La formation
Alain Braconnier : Vous êtes psychiatre, psychanalyste, vous occupant plus particulièrement d’enfants et d’adolescents et plus spécifiquement de la question de l’identité sexuée. Quelle a été votre trajectoire ?
Colette Chiland : J’ai commencé par faire des études de philosophie, et cette formation première a marqué ma manière de travailler : j’attache une grande importance à la rigueur conceptuelle, à la précision dans l’utilisation et la définition des mots, et aussi à une vision chronologique de l’œuvre d’un auteur. L’histoire de la philosophie m’a appris que ce qui apparaît comme une contradiction peut être une évolution de la pensée de l’auteur, si on tient compte de la date à laquelle le texte a été écrit, et cela m’a été très utile pour l’œuvre de Freud par exemple, mais aussi pour l’œuvre de Stoller ou d’autres. Je ne peux pas non plus étudier une question clinique sans lui donner un sens humain, la replacer dans un contexte culturel.

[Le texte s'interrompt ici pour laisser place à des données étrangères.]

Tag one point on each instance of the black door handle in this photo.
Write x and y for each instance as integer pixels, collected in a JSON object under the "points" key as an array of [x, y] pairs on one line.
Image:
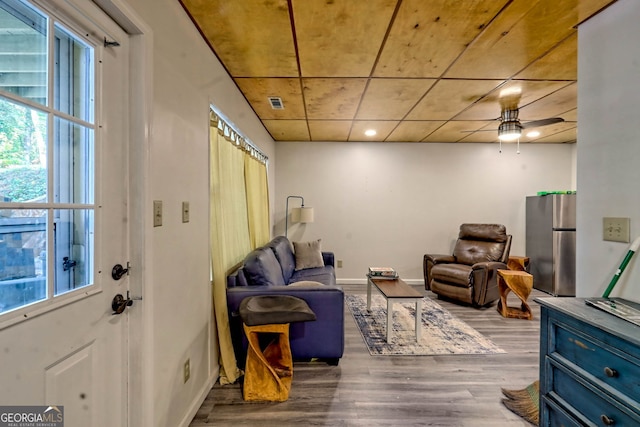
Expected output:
{"points": [[119, 303]]}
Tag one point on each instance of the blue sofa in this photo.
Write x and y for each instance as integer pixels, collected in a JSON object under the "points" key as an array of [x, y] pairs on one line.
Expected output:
{"points": [[270, 270]]}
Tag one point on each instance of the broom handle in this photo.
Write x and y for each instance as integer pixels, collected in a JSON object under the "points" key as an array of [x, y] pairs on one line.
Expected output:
{"points": [[632, 250]]}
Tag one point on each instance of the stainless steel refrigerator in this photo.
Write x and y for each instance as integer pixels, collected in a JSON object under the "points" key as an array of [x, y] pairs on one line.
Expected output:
{"points": [[551, 243]]}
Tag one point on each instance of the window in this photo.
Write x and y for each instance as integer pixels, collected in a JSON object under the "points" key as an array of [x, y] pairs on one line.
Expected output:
{"points": [[47, 157]]}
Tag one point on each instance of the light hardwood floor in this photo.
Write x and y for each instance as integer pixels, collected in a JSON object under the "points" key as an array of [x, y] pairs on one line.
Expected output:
{"points": [[363, 390]]}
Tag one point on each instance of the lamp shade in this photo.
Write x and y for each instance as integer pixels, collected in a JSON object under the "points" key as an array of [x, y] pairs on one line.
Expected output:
{"points": [[509, 131], [305, 214]]}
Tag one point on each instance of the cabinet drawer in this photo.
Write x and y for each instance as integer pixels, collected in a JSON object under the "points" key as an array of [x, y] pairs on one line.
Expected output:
{"points": [[574, 393], [553, 415], [618, 370]]}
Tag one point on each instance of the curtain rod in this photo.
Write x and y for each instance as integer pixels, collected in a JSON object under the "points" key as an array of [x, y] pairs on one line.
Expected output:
{"points": [[235, 137]]}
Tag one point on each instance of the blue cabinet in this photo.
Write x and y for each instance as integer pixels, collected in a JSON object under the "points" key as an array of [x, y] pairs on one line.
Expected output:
{"points": [[589, 366]]}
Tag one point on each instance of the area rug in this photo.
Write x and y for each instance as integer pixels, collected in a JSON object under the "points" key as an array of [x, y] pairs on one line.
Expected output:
{"points": [[442, 333], [525, 402]]}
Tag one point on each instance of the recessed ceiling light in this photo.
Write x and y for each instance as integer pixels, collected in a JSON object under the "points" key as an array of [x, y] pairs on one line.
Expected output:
{"points": [[510, 91], [276, 102]]}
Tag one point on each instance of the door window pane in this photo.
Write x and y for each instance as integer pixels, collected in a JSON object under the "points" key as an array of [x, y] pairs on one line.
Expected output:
{"points": [[23, 153], [47, 157], [23, 264], [23, 51], [73, 242], [73, 168], [73, 76]]}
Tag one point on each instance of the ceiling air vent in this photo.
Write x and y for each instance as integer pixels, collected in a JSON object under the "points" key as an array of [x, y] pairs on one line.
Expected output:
{"points": [[276, 103]]}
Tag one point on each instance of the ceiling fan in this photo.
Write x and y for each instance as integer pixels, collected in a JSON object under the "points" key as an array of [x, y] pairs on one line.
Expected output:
{"points": [[510, 128]]}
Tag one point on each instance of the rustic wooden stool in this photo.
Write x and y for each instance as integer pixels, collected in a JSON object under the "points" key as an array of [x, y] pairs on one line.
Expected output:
{"points": [[269, 371], [521, 284], [520, 263]]}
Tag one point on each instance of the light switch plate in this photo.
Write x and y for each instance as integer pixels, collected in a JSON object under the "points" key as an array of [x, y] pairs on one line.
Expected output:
{"points": [[616, 229], [185, 211], [157, 213]]}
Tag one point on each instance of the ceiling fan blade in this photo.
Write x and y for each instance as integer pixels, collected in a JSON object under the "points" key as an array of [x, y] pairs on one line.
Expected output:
{"points": [[543, 122]]}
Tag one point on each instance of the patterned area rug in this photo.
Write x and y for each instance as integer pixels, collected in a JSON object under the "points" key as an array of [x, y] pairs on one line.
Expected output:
{"points": [[442, 333]]}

J’avais voulu faire des études de médecine en sortant du lycée, et mes parents s’y étaient opposés. Je les ai faites plus tard, un peu clandestinement. J’avais toujours voulu faire de la médecine pour faire de la psychiatrie. Étudiante en philosophie et en psychologie, j’ai fait un stage à Sainte-Anne dans un service de femmes. C’était en 1945-46, j’ai vu des femmes hurlantes, agitées, avec des assiettes de métal, habillées dans une sorte d’uniforme. Je n’aurais pas pu aborder la psychiatrie sans la psychanalyse, l’intérêt porté au sujet, à son histoire, aux relations. C’était la seule voie d’abord possible de la psychiatrie pour moi. Si je n’avais pas été d’abord psychanalyste, je n’aurais pas pu devenir psychiatre parce que j’avais gardé un véritable traumatisme…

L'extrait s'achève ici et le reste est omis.